I’m currently doing some experiments to try some different control flow patterns in Zig and I came up with a simple example for string splitting.

Here’s what the calling code looks like:

var last: ?Split = null;

while (split("|", "a|b|c", last)) |s| : (last = s) {
    std.debug.print("split: {s}\n", .{ s.slice });
}

This will print out each split in the loop (the delimiter can be any number of characters). The goal here is to make the most of the Zig loop capture syntax. I think of it as a “null-in-null-out” control flow pattern.

Here’s the naive splitting algorithm - I haven’t bothered to optimize it, it’s just a sketch to get the ball rolling and maybe talk about how we could achieve something similar but better!

const Split = struct {

    const Self = @This();

    slice: []const u8,
    span: [2]usize = .{ 0, 0 },

    pub fn empty(self: *const Self) bool {
        return (self.span[0] == self.span[1]);
    }
    pub fn init(slice: ?[] const u8, i: usize, j: usize) Self {
        return Split { 
            .slice = if (slice) |s| s else &[_]u8{ },
            .span = .{ i, j }
        };
    }
};

pub fn split(delimiter: [] const u8, string: [] const u8, previous: ?Split) ?Split {

    if ((delimiter.len == 0) or (string.len == 0)) {
        return null;
    }

    var start: usize = 0; 
    
    if (previous) |*last| {
        // we've reached the end of the string
        if (last.span[1] >= string.len) {
            // check if we ended our string on a delimiter
            if (!last.empty() and (delimiter[0] == string[last.span[1] - delimiter.len])) {
                // we have matched the first character, so    
                // we move up by one and continue matching
                var a: usize = 1;
                var b: usize = (last.span[1] - delimiter.len) + 1;

                while (a < delimiter.len) : ({ a += 1; b += 1; }) {
                    if(delimiter[a] != string[b]) return null;
                }
                return Split.init(null, b, b);
            }            
            return null; // final termination point
        }
        start = last.span[1]; // begin where we last left off
    }

    var i = start; while (i < string.len) : (i += 1) {

        if (delimiter[0] == string[i]) {
            // we have matched the first character, so
            // we move up by one and continue matching
            var a: usize = 1;
            var b: usize = i + 1;

            // check if we can fit another substring into the remainder
            var match: bool = ((string.len - i) >= delimiter.len);            

            while (match and (a < delimiter.len))  : ({ a += 1; b += 1; }) {
                match = delimiter[a] == string[b];
            }
            
            if (match) {
                // Imagine that we had a string that started with a delimiter.
                // In that case, we have "" + delimiter as our output. 
                if (delimiter.len == (b - start)) {
                    return Split.init(null, start, b);    
                }
                // else, we found a substring where the delimiter is not first
                return Split.init(string[start..i], start, b);
            }
        }
    }
    // if no splits occured, return the entire string
    return Split.init(string[start..string.len], start, string.len);    
}

2 Likes

Cool. This is a different take on the std.mem.split* functions and the SplitIterator they return. I think that at the end of split it’s safe to return the same slice passed in without re-slicing?

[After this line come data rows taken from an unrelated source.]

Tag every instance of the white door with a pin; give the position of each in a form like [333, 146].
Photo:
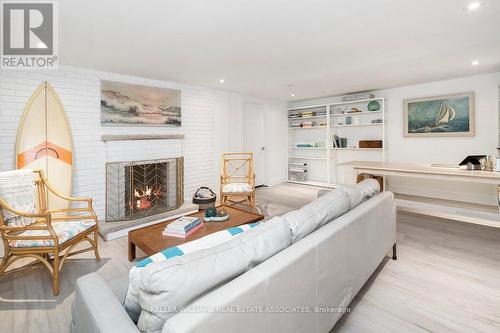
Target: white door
[254, 139]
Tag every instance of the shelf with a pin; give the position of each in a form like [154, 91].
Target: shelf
[359, 125]
[311, 117]
[354, 113]
[309, 107]
[359, 101]
[314, 127]
[362, 149]
[307, 158]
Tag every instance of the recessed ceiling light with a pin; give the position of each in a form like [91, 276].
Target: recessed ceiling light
[473, 6]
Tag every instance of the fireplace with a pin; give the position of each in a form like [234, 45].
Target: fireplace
[138, 189]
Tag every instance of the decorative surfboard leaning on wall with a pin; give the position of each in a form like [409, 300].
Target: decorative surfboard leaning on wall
[44, 142]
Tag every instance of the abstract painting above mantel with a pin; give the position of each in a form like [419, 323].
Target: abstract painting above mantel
[125, 104]
[448, 115]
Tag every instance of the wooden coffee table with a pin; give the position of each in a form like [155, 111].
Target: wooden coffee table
[150, 239]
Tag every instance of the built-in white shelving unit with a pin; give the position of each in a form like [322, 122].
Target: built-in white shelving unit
[312, 140]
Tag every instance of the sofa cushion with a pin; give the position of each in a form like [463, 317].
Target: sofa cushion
[131, 304]
[317, 213]
[167, 286]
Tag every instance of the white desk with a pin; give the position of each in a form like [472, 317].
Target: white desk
[459, 212]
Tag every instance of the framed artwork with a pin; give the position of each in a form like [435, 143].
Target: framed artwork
[125, 104]
[448, 115]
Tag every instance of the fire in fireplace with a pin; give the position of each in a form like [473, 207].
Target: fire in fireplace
[139, 189]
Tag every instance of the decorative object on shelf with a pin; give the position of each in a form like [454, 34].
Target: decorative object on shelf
[356, 97]
[449, 115]
[44, 142]
[364, 176]
[373, 106]
[370, 143]
[204, 197]
[297, 176]
[343, 142]
[489, 164]
[220, 214]
[125, 104]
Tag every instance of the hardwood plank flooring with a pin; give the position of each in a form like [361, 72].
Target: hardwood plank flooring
[446, 279]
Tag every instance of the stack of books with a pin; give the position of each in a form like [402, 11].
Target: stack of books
[183, 227]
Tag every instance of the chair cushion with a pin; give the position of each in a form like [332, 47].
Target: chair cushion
[237, 188]
[65, 231]
[166, 287]
[317, 213]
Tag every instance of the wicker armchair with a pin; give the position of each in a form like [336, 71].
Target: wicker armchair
[237, 179]
[52, 234]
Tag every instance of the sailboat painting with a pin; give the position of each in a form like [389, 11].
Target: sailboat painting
[450, 115]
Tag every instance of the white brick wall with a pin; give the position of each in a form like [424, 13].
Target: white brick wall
[79, 91]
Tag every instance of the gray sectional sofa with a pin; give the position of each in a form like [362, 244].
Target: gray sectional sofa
[303, 288]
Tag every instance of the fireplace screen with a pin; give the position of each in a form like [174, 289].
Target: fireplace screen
[143, 188]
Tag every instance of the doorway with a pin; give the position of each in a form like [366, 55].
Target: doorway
[254, 139]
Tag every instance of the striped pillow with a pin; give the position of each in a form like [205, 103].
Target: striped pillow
[131, 303]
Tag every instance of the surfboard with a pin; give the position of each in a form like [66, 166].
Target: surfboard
[44, 142]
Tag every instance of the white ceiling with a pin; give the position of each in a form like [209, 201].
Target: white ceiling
[260, 46]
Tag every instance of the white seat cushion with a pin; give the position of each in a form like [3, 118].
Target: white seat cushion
[237, 188]
[65, 231]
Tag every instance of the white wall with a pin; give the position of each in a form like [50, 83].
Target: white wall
[447, 150]
[207, 123]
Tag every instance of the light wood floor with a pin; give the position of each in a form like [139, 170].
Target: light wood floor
[446, 279]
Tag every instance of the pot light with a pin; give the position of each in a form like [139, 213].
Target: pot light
[474, 5]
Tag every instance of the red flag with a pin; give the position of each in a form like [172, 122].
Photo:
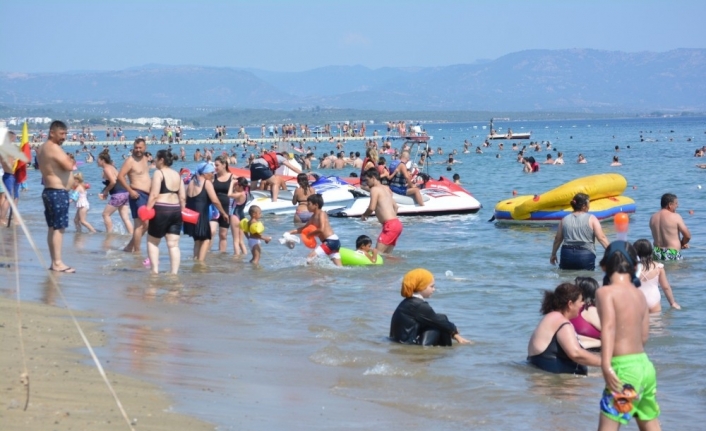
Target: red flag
[21, 165]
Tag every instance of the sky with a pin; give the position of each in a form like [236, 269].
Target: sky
[46, 36]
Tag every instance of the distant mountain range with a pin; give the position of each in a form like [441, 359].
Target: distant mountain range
[576, 80]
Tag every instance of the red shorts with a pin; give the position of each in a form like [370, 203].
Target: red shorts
[391, 230]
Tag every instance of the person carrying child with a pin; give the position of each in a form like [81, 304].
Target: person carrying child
[82, 205]
[253, 230]
[364, 246]
[330, 244]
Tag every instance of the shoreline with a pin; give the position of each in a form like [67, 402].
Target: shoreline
[66, 392]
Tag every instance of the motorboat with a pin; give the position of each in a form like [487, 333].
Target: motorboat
[509, 135]
[441, 197]
[335, 191]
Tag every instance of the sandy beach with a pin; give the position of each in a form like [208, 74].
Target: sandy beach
[66, 390]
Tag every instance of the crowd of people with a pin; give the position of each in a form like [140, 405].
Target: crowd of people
[585, 324]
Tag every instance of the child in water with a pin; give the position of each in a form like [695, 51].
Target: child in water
[330, 244]
[363, 246]
[82, 205]
[253, 230]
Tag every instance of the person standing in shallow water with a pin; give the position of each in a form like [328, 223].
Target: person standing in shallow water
[630, 378]
[414, 321]
[56, 167]
[577, 233]
[669, 231]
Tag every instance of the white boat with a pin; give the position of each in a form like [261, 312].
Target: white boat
[335, 192]
[509, 135]
[440, 197]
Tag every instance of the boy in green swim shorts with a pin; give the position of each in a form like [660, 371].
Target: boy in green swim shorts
[631, 381]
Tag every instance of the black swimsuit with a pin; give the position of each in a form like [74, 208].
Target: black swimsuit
[555, 360]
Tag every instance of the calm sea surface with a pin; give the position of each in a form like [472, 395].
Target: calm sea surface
[291, 346]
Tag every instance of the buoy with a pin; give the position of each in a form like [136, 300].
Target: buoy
[189, 216]
[622, 223]
[145, 213]
[309, 241]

return Split.init(string, start, string.len);

Also nothing critical, but maybe if the span field were a struct type with field names start and end it would be easier to follow along the logic? So instead of last.span[1] it would be last.span.end.

Yeah, probably would be! By the way, I just looked at your Zigstr library - really cool stuff man, great work.

1 Like

Thanks! I’ve been wanting to give Zigstr and Ziglyph an in-depth fresh new revision, but I’m going to wait until 0.11 is out and I get a really good grip on the new build system super powers. I think with the new features in the language and build system, some pretty cool updates can be done.